Dans un recoin

louzaki

Les feuilles éparpillées autour d'elle frémissent avec le vent. Dehors, la pluie tombe vite et fort. Les arbres claquant dans l'après midi s'entendent de l'intérieur de la maison.
D'où je suis, je ne vois que son buste, ses bras. Le reste m'est pudiquement caché par une fine couette.
Il ne fait pas vraiment beau, il ne fait pas vraiment gris. Sa peau paraît translucide. Je peux voir les traits noirs de ses tatouages comme briller sur sa peau blanche.
Comme si cela lui demandait un effort douloureux, elle se penche et attrape d'une main tremblante le livre.
Sur la couverture, j'ai le temps d'apercevoir un doigt d'enfant suivre une portée de musique. Elle l'ouvre doucement. En caresse les pages. Je lis de mon poste « Chapitre premier ».
Distraitement, je vois ses yeux parcourir la page. Doucement, elle pose le livre sur ses genoux. Comme si les 500 pages de celui-ci étaient trop lourdes pour elle.
Son regard file vers la fenêtre. Ne s'y arrête pas. Comme si elle captait des informations à chaque recoin de la chambre.
Elle retourne au livre. Il est corné à certains endroits. Abimés à d'autres. Je pense « Ce livre est comme elle ». Je ne sais pas quelles pensées traversent le bleu de ses yeux.
Je vois juste une note un peu plus brillante que les autres, dans ce tableau quasi-nocture.
Une larme coule sur sa joue. Une larme solitaire. Surpris, je me détache de cette larme.
Non, son visage n'a pas bougé. Immobile, elle était. Elle l'est toujours.
Une tristesse bien plus grande qu'elle vrombit à l'intérieur, j'en suis sûr.
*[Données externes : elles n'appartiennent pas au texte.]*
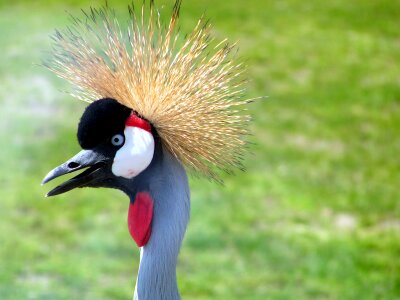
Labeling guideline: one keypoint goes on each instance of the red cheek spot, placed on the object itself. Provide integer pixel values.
(140, 215)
Elle porte ses mains blanches à sa tasse de thé. L'odeur lui fait fermer les yeux. Elle garde ses mains contre la tasse remplie de thé fumant.
Regarde de nouveau dehors. La pluie fait un bruit assourdissant, je m'en rend compte maintenant.
Je ne me sens plus de trop, dans cette chambre où j'ai pris place, une nuit claire.
Tout y est terne, tout y est immobile. Les veines sortent de sa peau et sa respiration est douce.
Quand le soleil se couche, elle se couche avec lui.
Malgré le noir, je sais qu'elle garde les yeux ouverts la moitié de la nuit. L'autre moitié, elle s'avoue vaincue et vacille vers le sommeil. Elle s'offre aux cauchemars nocturnes, sans rien dire.

Non, je ne me sens plus de trop ici. Comme une ombre ou un fantôme.
Mais j'ai peur. Peur d'avoir trop vu cette fille.
Peur de savoir que cette ombre qui grandit en elle n'est que moi.